Nos Mistérios Marítimos de Atlantis a Mãe Negra é o Abismo Aquático, o Útero Escuro de onde o Deus surge em sua forma zoomórfica como um Touro, um símbolo que representa o deus fertilizador da terra e que é associado simbolicamente ao Sol, devido a sua atividade e a Lua devido a sua fecundidade.

Acredita-se que o culto do Touro Aquático pertence a primeira fase da civilização atlante. Em sua segunda fase o Touro era uma animal lunar e em sua terceira e última fase o Touro passou a incluir também os Mistérios Solares. Em todos suas fases o Deus era adorado em sua forma primitiva como animal ou besta (therion) e como portador da Luz (LVX) original que deu origem a toda vida na Terra.

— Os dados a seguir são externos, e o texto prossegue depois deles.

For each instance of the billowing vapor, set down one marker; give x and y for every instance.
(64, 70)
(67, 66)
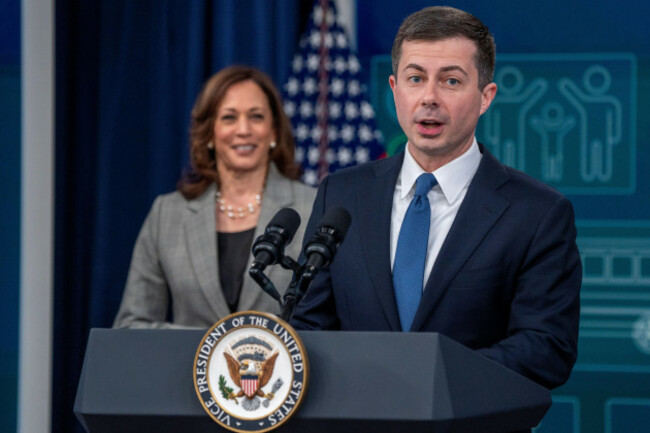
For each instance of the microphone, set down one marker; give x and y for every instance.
(321, 248)
(319, 251)
(268, 248)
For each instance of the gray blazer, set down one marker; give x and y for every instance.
(175, 260)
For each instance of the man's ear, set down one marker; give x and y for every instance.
(487, 96)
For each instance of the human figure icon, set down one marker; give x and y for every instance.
(552, 125)
(505, 122)
(600, 123)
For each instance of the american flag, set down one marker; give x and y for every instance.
(333, 121)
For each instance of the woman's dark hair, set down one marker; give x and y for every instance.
(203, 170)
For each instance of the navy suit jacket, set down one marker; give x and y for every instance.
(506, 281)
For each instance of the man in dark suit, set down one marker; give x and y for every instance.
(479, 252)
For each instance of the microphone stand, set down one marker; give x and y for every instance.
(302, 276)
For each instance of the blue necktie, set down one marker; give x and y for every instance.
(411, 254)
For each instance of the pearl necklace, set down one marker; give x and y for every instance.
(239, 212)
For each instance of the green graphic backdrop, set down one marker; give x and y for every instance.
(572, 110)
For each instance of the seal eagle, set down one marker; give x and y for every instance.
(248, 370)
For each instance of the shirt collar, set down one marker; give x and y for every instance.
(452, 177)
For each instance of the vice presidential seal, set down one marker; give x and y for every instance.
(250, 372)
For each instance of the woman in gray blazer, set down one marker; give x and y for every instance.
(190, 262)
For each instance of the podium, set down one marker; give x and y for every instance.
(142, 380)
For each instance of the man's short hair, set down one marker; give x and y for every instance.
(436, 23)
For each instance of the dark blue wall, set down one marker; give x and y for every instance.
(9, 208)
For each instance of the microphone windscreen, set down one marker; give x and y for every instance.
(288, 219)
(337, 218)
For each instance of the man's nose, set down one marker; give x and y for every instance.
(430, 96)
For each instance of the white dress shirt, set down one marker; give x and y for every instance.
(445, 199)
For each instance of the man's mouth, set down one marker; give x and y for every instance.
(430, 124)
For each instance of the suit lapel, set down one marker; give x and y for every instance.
(374, 206)
(203, 250)
(481, 208)
(278, 193)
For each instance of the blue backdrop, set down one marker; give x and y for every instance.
(9, 208)
(571, 110)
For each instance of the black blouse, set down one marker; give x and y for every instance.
(234, 257)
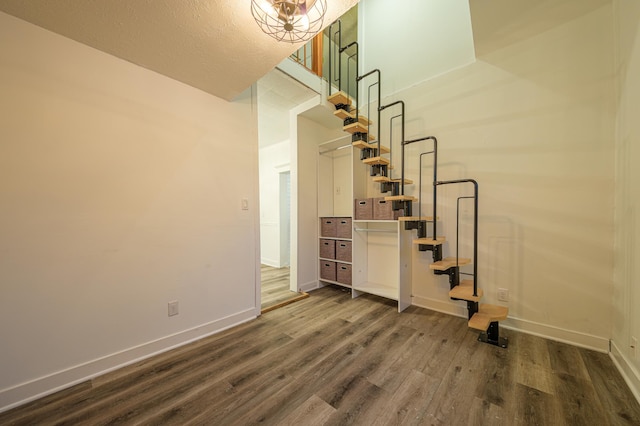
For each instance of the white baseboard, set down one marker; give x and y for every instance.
(270, 262)
(575, 338)
(626, 369)
(34, 389)
(600, 344)
(449, 308)
(310, 286)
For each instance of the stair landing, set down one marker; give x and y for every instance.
(343, 115)
(430, 241)
(339, 98)
(386, 179)
(375, 161)
(364, 145)
(400, 198)
(486, 315)
(464, 291)
(448, 262)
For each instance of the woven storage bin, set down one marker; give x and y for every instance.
(383, 210)
(328, 226)
(343, 273)
(364, 209)
(328, 249)
(343, 251)
(327, 270)
(343, 227)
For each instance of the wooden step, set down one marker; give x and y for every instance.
(486, 315)
(364, 145)
(448, 262)
(376, 160)
(464, 291)
(386, 179)
(415, 218)
(356, 128)
(343, 115)
(430, 241)
(339, 98)
(400, 198)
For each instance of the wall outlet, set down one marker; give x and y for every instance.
(503, 294)
(173, 308)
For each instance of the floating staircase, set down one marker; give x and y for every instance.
(378, 157)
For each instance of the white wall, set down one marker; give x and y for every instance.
(626, 295)
(413, 40)
(120, 192)
(274, 160)
(533, 123)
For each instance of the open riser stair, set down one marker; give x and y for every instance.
(380, 159)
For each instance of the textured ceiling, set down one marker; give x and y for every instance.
(499, 23)
(277, 95)
(213, 45)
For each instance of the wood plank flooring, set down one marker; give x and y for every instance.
(275, 290)
(333, 360)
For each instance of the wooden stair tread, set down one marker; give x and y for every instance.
(356, 128)
(376, 160)
(415, 218)
(364, 145)
(464, 291)
(430, 241)
(448, 262)
(339, 98)
(383, 179)
(400, 198)
(486, 315)
(343, 115)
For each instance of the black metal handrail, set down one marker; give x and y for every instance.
(380, 109)
(369, 111)
(349, 73)
(391, 142)
(361, 77)
(435, 179)
(331, 53)
(458, 227)
(475, 225)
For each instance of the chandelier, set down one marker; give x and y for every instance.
(289, 20)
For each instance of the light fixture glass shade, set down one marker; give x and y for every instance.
(289, 20)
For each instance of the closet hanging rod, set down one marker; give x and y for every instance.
(393, 231)
(335, 149)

O culto do Touro Sagrado faz parte de rituais de fertilidade das religiões indo- mediterrâneas, devido à sua fecundidade infatigável e anárquica de Urano. O deus védico Indra também surge na forma de um Touro e os deuses que ele corresponde no Irã e no Oriente Próximo são, ainda, comparados aos carneiros e aos bodes.

Os antigos egípcios também consideravam o Touro como a expressão mais completa da divindade sob a forma animal. Ele encarnava, ao mesmo tempo, os deuses Osíris e Ptah. O culto do touro Ápis, em Mênfis, existia desde a I dinastia pelo menos. Também em Heliópolis e Hermópolis este animal era venerado desde tempos remotos.

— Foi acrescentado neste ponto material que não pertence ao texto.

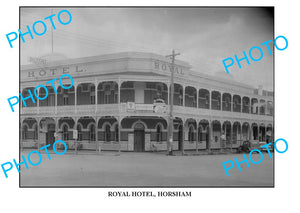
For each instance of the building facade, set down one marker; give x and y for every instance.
(121, 102)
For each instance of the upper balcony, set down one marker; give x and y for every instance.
(144, 98)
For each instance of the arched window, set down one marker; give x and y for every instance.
(199, 133)
(191, 134)
(79, 130)
(35, 132)
(92, 132)
(107, 133)
(181, 96)
(117, 133)
(158, 133)
(107, 94)
(25, 132)
(65, 132)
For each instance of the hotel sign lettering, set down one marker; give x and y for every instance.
(164, 66)
(55, 71)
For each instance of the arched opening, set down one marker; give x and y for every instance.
(262, 107)
(180, 137)
(254, 106)
(79, 132)
(236, 133)
(27, 92)
(236, 103)
(107, 133)
(127, 92)
(269, 134)
(65, 97)
(92, 132)
(190, 97)
(245, 131)
(50, 100)
(226, 130)
(25, 132)
(48, 126)
(262, 133)
(216, 131)
(203, 99)
(35, 131)
(85, 94)
(246, 105)
(178, 95)
(158, 133)
(107, 92)
(155, 91)
(255, 131)
(203, 132)
(216, 100)
(117, 133)
(226, 102)
(139, 137)
(65, 132)
(191, 133)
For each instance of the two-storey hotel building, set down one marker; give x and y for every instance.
(121, 102)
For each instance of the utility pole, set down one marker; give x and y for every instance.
(170, 139)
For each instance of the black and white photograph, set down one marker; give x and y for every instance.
(149, 106)
(147, 96)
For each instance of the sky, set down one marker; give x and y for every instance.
(202, 36)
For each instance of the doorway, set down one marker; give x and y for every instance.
(139, 138)
(50, 135)
(180, 137)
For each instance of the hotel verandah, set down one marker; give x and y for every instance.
(114, 100)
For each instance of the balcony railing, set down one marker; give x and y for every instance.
(135, 109)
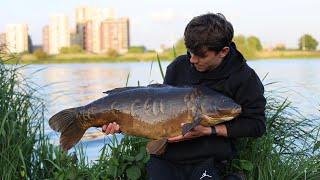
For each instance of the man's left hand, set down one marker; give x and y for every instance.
(197, 131)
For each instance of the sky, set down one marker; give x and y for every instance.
(153, 23)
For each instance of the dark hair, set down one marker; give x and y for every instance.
(208, 32)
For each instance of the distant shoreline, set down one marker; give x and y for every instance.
(150, 56)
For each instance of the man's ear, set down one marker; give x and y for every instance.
(224, 51)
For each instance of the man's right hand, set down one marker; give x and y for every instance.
(111, 128)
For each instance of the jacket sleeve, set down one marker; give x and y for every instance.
(169, 78)
(251, 122)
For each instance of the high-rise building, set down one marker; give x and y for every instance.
(59, 33)
(115, 35)
(88, 27)
(45, 39)
(2, 42)
(17, 38)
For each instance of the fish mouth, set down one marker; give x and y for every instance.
(223, 118)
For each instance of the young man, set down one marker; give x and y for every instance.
(212, 60)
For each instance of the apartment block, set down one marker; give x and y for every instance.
(45, 39)
(16, 38)
(59, 33)
(115, 35)
(2, 41)
(88, 27)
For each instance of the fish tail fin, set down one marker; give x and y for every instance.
(70, 127)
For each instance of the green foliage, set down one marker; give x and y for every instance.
(248, 46)
(137, 49)
(307, 42)
(40, 54)
(20, 117)
(125, 160)
(73, 49)
(285, 151)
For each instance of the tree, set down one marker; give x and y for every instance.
(254, 42)
(112, 53)
(137, 49)
(307, 42)
(248, 46)
(40, 54)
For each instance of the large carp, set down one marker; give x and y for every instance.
(155, 111)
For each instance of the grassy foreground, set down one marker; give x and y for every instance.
(289, 149)
(149, 56)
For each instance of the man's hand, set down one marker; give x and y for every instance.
(111, 128)
(197, 131)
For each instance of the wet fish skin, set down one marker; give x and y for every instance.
(154, 112)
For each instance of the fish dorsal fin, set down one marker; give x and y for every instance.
(122, 89)
(119, 90)
(188, 126)
(157, 147)
(157, 85)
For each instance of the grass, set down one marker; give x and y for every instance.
(289, 149)
(150, 56)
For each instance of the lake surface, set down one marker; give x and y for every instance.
(69, 85)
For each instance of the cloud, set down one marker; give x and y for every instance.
(165, 15)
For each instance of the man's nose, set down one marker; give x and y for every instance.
(194, 59)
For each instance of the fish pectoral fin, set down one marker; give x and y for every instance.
(188, 126)
(157, 147)
(119, 90)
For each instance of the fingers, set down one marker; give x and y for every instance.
(111, 128)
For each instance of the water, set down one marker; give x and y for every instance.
(70, 85)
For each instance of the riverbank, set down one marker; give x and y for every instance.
(149, 56)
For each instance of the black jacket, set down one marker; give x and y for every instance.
(233, 78)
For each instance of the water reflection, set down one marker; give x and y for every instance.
(71, 85)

Na civilização cretense, o touro era o símbolo supremo. Ele era representado em murais e esculturas em diversos palácios, principalmente em Cnosos. O culto ao Touro deu origem a figura do Minotauro, ou “Touro de Minos”, uma criatura com corpo de homem, cabeça e cauda de touro.

Assim não só no antigo Egito onde o Touro Ápis encarnava ao mesmo tempo os deuses Osíris e Ptah, como também no Irã (Culto de Mitra) e entre os antigos cananeus onde o touro representeou o elevado Deus El, e finalmente nas distantes planícies da Ásia Central. Em todos esses lugares encontramos vestígios do Culto do Touro, um animal consagrado a Poseidon, deus dos oceanos e das tempestades e que nos faz lembrar os Mistérios Atlantes onde o Culto do Touro, ou Bode D’água, que fertiliza a Terra, estava ligado também ao da Deusa Mãe.

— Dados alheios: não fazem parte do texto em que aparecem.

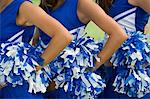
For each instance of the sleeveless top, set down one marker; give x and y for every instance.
(9, 30)
(66, 14)
(129, 17)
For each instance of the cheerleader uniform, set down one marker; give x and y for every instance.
(131, 71)
(18, 59)
(72, 68)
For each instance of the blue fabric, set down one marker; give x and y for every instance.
(8, 26)
(18, 92)
(17, 62)
(120, 6)
(28, 34)
(58, 94)
(109, 92)
(66, 14)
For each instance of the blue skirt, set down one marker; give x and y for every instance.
(18, 92)
(18, 63)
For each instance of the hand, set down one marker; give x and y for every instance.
(3, 85)
(51, 86)
(38, 68)
(97, 65)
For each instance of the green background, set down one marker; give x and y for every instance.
(93, 30)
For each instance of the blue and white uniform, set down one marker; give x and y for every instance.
(19, 59)
(131, 74)
(72, 68)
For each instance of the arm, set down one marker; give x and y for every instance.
(144, 4)
(36, 36)
(98, 16)
(60, 36)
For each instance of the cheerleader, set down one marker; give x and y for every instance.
(72, 69)
(23, 71)
(131, 63)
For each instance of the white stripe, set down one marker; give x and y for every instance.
(42, 43)
(128, 22)
(16, 35)
(124, 13)
(74, 30)
(19, 39)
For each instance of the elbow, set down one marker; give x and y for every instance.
(68, 37)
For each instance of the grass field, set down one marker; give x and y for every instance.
(93, 30)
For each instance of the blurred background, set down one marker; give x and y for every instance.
(96, 32)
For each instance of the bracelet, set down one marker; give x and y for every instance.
(98, 58)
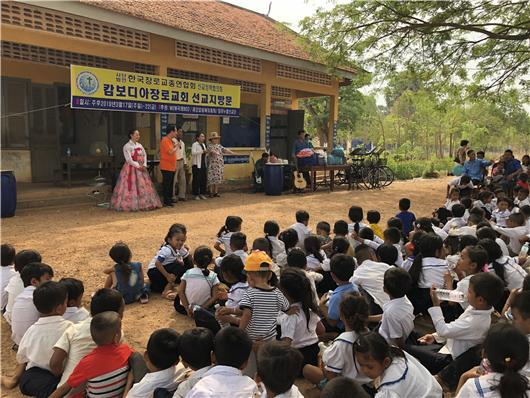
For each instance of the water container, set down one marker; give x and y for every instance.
(9, 193)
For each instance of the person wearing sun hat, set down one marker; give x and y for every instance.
(216, 163)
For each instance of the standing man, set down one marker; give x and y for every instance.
(180, 175)
(168, 163)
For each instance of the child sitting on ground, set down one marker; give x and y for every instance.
(301, 227)
(373, 217)
(277, 366)
(342, 267)
(199, 286)
(337, 359)
(407, 218)
(170, 263)
(195, 347)
(7, 272)
(15, 285)
(463, 336)
(232, 348)
(300, 330)
(76, 342)
(25, 313)
(75, 312)
(506, 350)
(125, 276)
(161, 357)
(106, 368)
(394, 372)
(271, 230)
(222, 244)
(35, 348)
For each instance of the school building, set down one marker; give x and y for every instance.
(206, 41)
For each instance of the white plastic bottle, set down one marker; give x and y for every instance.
(450, 295)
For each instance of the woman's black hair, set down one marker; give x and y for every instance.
(425, 224)
(465, 241)
(295, 283)
(375, 345)
(339, 245)
(175, 229)
(312, 246)
(494, 253)
(428, 245)
(121, 255)
(506, 349)
(203, 256)
(233, 265)
(290, 238)
(271, 228)
(355, 310)
(232, 224)
(356, 215)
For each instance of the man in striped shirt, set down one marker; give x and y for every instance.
(104, 372)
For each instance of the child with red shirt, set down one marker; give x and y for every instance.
(106, 369)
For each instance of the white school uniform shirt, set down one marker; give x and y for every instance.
(293, 392)
(224, 239)
(369, 275)
(338, 358)
(185, 387)
(6, 273)
(224, 381)
(303, 232)
(278, 248)
(432, 272)
(13, 289)
(199, 287)
(167, 255)
(235, 294)
(450, 203)
(36, 347)
(455, 222)
(297, 329)
(398, 319)
(76, 314)
(313, 263)
(24, 314)
(514, 234)
(501, 217)
(407, 377)
(167, 378)
(514, 274)
(465, 332)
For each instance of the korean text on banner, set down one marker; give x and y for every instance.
(106, 89)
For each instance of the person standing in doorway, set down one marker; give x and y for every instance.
(168, 163)
(198, 166)
(180, 174)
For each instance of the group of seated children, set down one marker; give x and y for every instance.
(338, 310)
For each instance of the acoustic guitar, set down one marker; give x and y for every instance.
(299, 180)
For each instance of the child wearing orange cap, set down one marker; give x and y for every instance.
(260, 306)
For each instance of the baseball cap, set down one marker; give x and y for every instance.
(258, 261)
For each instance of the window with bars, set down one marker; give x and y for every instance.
(45, 55)
(182, 74)
(38, 18)
(211, 55)
(290, 72)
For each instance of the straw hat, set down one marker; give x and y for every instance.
(214, 136)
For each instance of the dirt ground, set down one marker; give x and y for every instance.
(75, 240)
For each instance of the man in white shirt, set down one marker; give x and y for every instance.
(25, 313)
(301, 228)
(179, 183)
(369, 275)
(231, 353)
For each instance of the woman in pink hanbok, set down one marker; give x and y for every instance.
(134, 190)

Neste ponto podemos notar que os Mistérios da Grande Mãe dizem respeito também aos primitivos mistérios do Deus. Entretanto para nós do Templo de Auset-Ka os Mistérios do Deus não se resumem apenas aos cultos patriarcais-fálicos de origem Solar pois estes são posteriores e dependentes dos Cultos Lunares e aos Cultos Marítimos da Deusa. Estes últimos possivelmente faziam parte de um conhecimento esotérico transmitido aos egípcios pré-dinásticos pelos sobreviventes da pura raça vermelha, isto é, dos atlantes.